Code for training and evaluating global-scale species range estimation models. This code enables the recreation of the results from our Neurips paper Combining Observational Data and Language for Species Range Estimation.
Species range maps (SRMs) are essential tools for research and policy-making in ecology, conservation, and environmental management. However, traditional SRMs rely on the availability of environmental covariates and high-quality species location observation data, both of which can be challenging to obtain due to geographic inaccessibility and resource constraints. We propose a novel approach combining millions of citizen science species observations with textual descriptions from Wikipedia, covering habitat preferences and range descriptions for tens of thousands of species. Our framework maps locations, species, and text descriptions into a common space, facilitating the learning of rich spatial covariates at a global scale and enabling zero-shot range estimation from textual descriptions. Evaluated on held-out species, our zero-shot SRMs significantly outperform baselines and match the performance of SRMs obtained using tens of observations. Our approach also acts as a strong prior when combined with observational data, resulting in more accurate range estimation with less data.
Our LE-SINR model takes as input free-form text describing aspects of a species’ preferred
habitat or range and geospatially grounds it to generate a plausible range map for that species.
-
We recommend using an isolated Python environment to avoid dependency issues. Install the Anaconda Python 3.9 distribution for your operating system from here.
-
Create a new environment and activate it:
conda create -y --name sinr_icml python==3.9
conda activate sinr_icml
- After activating the environment, install the required packages:
pip3 install -r requirements.txt
We provide the weights for two different model configurations. Our best performing model is available here, which takes environmental covariates as input. Our position-only model is available here. These models go in the pretrained_models
folder.
To train or evaluate a model yourself, you will need to download the text and observation data.
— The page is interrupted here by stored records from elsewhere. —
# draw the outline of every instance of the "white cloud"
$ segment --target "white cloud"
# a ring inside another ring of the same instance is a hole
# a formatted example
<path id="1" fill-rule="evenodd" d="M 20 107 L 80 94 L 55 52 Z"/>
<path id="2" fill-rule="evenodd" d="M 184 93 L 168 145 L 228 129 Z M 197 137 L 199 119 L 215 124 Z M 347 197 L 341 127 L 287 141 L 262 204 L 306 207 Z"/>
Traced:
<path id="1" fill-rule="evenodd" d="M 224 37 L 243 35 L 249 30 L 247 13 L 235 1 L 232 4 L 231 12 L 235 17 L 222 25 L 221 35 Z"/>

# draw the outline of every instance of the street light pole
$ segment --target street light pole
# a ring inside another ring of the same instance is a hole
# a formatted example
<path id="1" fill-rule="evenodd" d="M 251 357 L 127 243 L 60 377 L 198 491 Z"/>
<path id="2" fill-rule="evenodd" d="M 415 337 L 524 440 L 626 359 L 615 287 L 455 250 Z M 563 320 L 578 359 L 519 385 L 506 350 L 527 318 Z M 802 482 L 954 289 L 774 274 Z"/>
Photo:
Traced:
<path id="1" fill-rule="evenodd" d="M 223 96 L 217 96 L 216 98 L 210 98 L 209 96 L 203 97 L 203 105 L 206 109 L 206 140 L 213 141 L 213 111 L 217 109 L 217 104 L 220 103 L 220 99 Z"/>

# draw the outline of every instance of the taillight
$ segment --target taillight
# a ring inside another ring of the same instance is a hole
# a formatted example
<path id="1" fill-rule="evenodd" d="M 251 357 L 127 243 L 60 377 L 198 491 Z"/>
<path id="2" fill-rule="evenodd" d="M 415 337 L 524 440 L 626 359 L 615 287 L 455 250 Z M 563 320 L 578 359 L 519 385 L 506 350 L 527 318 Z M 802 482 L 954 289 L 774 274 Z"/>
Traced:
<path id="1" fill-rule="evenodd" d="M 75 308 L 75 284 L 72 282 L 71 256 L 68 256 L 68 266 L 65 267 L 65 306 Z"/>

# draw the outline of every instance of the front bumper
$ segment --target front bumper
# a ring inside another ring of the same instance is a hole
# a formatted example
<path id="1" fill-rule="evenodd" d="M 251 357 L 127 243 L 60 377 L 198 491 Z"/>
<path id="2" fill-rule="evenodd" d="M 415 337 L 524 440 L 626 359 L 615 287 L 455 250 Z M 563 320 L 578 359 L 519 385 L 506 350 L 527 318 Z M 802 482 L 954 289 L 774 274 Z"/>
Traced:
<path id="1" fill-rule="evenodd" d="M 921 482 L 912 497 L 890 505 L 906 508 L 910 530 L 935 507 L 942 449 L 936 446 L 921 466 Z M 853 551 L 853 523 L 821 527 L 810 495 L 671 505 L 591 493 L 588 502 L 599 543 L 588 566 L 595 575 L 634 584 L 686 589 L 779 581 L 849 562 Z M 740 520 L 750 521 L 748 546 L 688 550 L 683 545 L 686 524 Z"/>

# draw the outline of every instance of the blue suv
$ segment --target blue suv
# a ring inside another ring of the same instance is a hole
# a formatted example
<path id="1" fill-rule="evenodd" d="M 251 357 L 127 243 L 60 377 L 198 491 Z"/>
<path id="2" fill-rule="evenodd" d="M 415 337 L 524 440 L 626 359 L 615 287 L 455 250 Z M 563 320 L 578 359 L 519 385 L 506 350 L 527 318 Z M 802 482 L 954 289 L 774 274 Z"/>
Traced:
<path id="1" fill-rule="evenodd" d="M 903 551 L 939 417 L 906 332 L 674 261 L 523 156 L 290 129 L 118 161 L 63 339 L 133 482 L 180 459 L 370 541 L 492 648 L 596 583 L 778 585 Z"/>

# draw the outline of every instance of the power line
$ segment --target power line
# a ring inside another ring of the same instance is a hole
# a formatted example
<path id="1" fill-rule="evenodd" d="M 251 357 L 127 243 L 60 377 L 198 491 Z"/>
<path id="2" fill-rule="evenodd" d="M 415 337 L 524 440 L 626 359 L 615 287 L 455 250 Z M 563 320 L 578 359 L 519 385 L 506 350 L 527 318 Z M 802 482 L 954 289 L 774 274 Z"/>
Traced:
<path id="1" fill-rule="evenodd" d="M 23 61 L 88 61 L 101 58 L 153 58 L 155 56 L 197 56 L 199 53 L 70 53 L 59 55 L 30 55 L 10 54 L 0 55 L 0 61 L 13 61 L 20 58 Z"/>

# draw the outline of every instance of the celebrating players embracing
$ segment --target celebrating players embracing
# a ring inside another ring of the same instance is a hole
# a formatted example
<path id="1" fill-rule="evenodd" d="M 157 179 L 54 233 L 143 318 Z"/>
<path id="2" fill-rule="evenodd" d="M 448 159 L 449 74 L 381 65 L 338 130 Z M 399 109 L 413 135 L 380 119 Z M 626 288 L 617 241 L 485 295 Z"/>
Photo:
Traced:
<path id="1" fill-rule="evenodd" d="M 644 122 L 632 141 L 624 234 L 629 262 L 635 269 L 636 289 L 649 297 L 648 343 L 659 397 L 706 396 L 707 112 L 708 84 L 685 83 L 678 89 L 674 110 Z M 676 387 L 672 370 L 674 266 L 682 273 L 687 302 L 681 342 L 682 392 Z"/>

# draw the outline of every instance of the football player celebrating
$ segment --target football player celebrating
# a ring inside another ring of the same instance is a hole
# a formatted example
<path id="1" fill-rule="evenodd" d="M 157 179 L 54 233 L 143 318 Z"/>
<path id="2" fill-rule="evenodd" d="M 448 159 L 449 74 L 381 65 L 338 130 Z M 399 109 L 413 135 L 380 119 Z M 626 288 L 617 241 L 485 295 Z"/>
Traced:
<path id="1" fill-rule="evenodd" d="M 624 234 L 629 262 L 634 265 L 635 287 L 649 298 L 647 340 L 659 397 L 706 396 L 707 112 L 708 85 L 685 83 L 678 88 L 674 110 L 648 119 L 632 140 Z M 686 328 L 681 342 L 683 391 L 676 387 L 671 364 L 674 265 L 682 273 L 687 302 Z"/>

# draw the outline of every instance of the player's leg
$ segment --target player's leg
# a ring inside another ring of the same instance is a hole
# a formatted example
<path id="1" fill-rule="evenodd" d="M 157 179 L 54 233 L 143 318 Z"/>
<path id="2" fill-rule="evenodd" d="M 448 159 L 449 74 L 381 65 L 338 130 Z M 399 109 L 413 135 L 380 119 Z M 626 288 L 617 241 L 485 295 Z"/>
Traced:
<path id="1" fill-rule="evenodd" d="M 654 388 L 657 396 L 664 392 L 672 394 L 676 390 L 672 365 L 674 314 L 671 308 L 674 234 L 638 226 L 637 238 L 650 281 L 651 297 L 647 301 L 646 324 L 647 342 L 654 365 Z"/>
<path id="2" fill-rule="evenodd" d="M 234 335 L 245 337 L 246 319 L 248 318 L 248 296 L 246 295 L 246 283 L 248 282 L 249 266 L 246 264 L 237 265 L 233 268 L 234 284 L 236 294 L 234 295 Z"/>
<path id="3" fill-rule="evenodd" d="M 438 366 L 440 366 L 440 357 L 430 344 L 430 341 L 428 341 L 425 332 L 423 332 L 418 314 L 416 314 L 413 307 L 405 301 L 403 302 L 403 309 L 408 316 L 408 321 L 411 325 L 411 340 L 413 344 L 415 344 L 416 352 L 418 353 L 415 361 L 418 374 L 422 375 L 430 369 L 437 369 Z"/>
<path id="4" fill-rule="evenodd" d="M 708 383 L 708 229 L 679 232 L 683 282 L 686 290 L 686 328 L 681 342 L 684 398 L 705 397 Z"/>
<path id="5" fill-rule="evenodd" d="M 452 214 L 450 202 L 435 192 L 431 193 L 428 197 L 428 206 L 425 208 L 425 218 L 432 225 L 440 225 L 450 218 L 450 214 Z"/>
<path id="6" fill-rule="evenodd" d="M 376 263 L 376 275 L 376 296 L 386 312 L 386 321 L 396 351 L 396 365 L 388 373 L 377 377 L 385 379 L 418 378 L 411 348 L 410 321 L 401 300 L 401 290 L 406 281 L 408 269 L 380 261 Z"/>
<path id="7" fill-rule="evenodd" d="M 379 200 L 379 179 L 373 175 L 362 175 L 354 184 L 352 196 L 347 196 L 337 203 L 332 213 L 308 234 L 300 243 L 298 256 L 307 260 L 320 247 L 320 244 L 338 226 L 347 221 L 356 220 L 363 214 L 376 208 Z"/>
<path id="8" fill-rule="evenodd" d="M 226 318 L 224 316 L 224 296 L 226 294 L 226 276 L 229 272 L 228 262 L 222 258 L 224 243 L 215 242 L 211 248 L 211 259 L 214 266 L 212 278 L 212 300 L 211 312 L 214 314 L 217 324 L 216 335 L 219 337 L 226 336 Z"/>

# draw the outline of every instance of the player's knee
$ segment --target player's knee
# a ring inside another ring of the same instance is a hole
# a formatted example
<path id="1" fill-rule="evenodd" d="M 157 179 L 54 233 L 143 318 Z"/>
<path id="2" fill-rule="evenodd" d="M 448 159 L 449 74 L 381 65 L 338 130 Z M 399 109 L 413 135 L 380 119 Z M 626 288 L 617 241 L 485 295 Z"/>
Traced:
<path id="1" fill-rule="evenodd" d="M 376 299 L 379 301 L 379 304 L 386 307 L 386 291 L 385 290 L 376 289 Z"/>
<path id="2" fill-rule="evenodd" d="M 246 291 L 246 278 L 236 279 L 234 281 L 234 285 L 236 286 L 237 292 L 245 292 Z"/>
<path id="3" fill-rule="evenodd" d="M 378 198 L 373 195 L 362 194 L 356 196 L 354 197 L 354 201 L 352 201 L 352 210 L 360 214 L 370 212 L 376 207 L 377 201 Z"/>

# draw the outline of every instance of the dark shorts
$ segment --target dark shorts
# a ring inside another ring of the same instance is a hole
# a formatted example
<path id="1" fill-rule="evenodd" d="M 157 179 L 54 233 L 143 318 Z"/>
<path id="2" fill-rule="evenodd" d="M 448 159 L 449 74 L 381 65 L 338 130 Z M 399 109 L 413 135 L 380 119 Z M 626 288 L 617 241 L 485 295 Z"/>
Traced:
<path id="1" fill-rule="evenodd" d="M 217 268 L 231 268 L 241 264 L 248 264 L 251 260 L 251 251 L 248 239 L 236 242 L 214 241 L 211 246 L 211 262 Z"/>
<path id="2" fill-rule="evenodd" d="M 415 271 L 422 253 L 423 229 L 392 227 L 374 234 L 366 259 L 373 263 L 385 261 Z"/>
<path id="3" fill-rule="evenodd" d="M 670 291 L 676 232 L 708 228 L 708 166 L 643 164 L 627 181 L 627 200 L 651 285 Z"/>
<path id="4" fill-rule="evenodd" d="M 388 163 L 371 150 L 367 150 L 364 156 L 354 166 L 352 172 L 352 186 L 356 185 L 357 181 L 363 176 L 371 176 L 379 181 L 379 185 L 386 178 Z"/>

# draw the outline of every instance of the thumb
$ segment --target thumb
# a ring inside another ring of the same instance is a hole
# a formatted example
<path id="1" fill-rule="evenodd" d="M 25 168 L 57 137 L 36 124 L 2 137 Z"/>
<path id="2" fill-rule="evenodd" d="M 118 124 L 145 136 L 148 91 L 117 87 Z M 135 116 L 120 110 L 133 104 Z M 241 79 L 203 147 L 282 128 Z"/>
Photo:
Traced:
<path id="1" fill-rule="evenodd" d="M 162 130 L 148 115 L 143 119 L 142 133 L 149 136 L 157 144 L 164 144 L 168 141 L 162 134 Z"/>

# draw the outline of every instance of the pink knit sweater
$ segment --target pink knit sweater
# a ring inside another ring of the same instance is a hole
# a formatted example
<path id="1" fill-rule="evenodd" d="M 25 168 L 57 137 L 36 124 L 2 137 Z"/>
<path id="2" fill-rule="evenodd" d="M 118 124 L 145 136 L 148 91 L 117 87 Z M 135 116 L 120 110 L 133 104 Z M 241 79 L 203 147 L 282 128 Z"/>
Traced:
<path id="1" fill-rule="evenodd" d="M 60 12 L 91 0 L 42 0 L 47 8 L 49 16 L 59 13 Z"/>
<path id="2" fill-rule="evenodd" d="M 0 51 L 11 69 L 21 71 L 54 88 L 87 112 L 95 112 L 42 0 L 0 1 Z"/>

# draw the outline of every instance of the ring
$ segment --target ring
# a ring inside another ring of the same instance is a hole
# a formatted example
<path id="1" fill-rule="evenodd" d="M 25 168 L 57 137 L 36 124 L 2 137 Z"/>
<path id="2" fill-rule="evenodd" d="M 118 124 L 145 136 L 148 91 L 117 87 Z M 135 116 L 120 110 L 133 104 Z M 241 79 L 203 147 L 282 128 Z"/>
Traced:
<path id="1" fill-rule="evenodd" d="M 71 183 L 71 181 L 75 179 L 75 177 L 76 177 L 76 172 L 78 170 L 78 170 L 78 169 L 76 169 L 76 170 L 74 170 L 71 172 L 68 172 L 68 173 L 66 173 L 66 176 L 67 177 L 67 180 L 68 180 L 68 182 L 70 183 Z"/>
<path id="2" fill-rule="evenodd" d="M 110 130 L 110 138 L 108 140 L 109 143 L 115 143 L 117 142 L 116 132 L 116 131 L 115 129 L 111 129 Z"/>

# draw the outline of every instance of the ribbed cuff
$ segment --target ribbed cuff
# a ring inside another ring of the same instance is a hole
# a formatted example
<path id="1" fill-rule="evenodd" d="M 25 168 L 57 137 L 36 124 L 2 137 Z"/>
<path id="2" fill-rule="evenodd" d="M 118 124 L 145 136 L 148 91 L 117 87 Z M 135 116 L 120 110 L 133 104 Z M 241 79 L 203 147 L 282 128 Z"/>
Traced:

Instructions for downloading the data in data/README.md
. To run inference with the best model, you only need to download Environmental Features.
To visualize range predictions from a text input, run the following command:
python viz_text_feats.py
The script will prompt you to provide text and then generates a range map.
Note, before you run this command you may need to first download the data as described in data/README.md
. In addition, if you want to evaluate some of the pretrained models from the paper, you need to download those first and place them at pretrained_models
.
To train and evaluate a model, run the following command:
python train_and_evaluate_models.py
Common parameters of interest can be set within train_and_evaluate_models.py
. All other parameters are exposed in setup.py
.
By default, trained models and evaluation results will be saved to a folder in the experiments
directory. Evaluation results will also be printed to the command line.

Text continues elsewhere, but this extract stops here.